The brand in the United States
How do I register my trademark in the United States? When a company expands its business in the United States, protection of its trademark in this country is essential.
Several systems exist to protect a brand at North America. Indeed, two solutions are offered to structures wishing to try the American adventure: directly deposit a brand in the US or designate this territory in a international brand.
Which option should you choose to secure your products and services? How to make deposits? What are the conditions?
The national registration of the trademark in the United States
The U.S. Patent and Trademark Office (USPTO - United States Patent and Trademark Office) offers two types of use-based filings and two types of registration.
Filing on the basis of Intent-to-Use or "Intent-to-Use Application".
It is possible to protect a brand filed in the Main Registry (offering optimum protection for a brand distinctive), while it has not been exploited in the US market, but will be in the future. At the time of filing, the registrant declares on his or her honour that he or she intends to commence serious exploitation of his or her brand within six months of the date of filing. This brand is protected for 10 years, renewable indefinitely, subject to payment of renewal fees.
After filing, the USPTO sends a Notice of Allowance to the owner. The Office then publishes the brand to allow the interested third party to file an opposition. A period of 6 months starts from the date of notification of the notice.

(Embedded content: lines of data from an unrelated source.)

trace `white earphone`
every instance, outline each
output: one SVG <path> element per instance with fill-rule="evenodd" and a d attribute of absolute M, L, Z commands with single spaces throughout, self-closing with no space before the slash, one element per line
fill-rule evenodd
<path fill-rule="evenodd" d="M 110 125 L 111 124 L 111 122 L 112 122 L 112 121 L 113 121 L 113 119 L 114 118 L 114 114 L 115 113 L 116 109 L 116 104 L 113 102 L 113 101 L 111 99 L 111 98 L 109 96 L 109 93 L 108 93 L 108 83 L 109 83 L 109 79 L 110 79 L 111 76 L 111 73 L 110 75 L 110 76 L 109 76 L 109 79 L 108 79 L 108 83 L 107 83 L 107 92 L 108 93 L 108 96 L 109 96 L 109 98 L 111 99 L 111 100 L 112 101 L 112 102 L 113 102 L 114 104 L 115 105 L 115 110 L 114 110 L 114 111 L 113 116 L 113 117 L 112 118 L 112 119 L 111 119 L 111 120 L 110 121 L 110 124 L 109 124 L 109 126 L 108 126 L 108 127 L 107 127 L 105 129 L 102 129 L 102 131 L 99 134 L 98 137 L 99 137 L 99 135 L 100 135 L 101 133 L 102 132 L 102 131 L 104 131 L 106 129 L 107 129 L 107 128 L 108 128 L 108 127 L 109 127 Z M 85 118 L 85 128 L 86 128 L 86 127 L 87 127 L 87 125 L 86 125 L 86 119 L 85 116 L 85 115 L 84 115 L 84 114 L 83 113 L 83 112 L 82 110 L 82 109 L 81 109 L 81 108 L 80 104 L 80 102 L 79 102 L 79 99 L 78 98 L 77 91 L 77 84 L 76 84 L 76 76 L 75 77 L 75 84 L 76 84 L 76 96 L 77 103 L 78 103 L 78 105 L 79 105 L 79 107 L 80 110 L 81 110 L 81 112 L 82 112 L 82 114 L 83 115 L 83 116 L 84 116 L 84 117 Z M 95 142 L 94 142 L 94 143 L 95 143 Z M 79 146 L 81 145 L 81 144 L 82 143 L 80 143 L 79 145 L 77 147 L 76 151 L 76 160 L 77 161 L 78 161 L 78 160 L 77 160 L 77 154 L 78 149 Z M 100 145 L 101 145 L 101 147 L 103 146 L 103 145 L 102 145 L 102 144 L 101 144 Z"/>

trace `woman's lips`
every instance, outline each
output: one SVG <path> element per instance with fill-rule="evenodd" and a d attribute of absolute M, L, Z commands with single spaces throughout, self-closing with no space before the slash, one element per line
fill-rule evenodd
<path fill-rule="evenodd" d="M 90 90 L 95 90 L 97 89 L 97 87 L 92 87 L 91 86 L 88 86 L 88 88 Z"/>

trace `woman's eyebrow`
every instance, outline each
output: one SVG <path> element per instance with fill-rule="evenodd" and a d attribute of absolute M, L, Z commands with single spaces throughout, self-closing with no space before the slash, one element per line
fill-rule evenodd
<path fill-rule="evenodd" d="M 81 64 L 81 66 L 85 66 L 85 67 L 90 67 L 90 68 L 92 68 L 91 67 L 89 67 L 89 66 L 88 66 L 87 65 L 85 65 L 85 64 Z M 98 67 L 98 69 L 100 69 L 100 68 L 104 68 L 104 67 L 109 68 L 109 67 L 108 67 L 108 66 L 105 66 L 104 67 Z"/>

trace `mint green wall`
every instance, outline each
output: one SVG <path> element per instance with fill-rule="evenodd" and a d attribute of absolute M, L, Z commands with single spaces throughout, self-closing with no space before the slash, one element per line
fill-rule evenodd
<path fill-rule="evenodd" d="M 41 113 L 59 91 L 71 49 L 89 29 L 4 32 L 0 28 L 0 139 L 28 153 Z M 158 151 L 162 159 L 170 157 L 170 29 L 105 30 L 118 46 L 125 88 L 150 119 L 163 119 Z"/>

When it expires, there are two possible situations:
- the depositor used his brand in the U.S.A. It informs the U.S. Office, which will definitively register the brand ;
- the cardholder has not used his/her brand for "legitimate" reasons. It then requests an extension of the time limit in 6-month increments, up to a maximum of 3 years from the date of transmission of the notice. The USPTO proceeds with registration as soon as it receives proof of the use of the mark.
The filing based on prior use or "Use in Commerce Application".
This protection system allows the monopoly operation of a brand and therefore a quick check-in. The applicant must, however, provide proof of the use of the name or sign on the date of filing. This proof is sometimes difficult to provide. Indeed, the holder has the obligation to provide proof of the actual prior use by specimens (sale to the public of goods and services under the name or sign). brand or advertisements mentioning said brand).
The USPTO admits evidence of the use of a brand when:
- the brand is inscribed on the products or packaging of the articles or is related to the products and services ;
- and that the products and services to which the brand are sold in a minimum of two states in USA.
After providing these supporting documents, the filing procedure shall continue until the registration of the said mark.
A federal registration of brand with the USPTO allows you to be protected in all United States. A filing in the principal register provides optimal protection when the registrant demonstrates continued use of the brand for 5 years and that the sign is distinctive (not descriptive of the goods and services concerned). If the brand is not sufficiently distinctive, it may be registered in the supplemental register conferring limited protection (no presumption of ownership of the brand).
An alternative to the national deposit: the applicant can opt for the international brand.
The international trademark application for the USA
The holder may extend his French trademark by means of a world brand designating United States at the WIPO (World Intellectual Property Organization). Filing this application within the 6-month priority period allows you to benefit from the filing date of the French trademark and to oppose any competing filing made in the meantime.
WIPO translates the application into English and files it with the USPTO.
This filing is based on intent to use and requires a declaration of intent to use, which is not accompanied by evidence. The first proofs must be submitted in the sixth year following the registration of the mark. It is protected for ten years and renewable forever, if it is exploited.
The difficulty of the American system will be quickly overcome with the help of a patent attorney and a judicious choice of filing will result.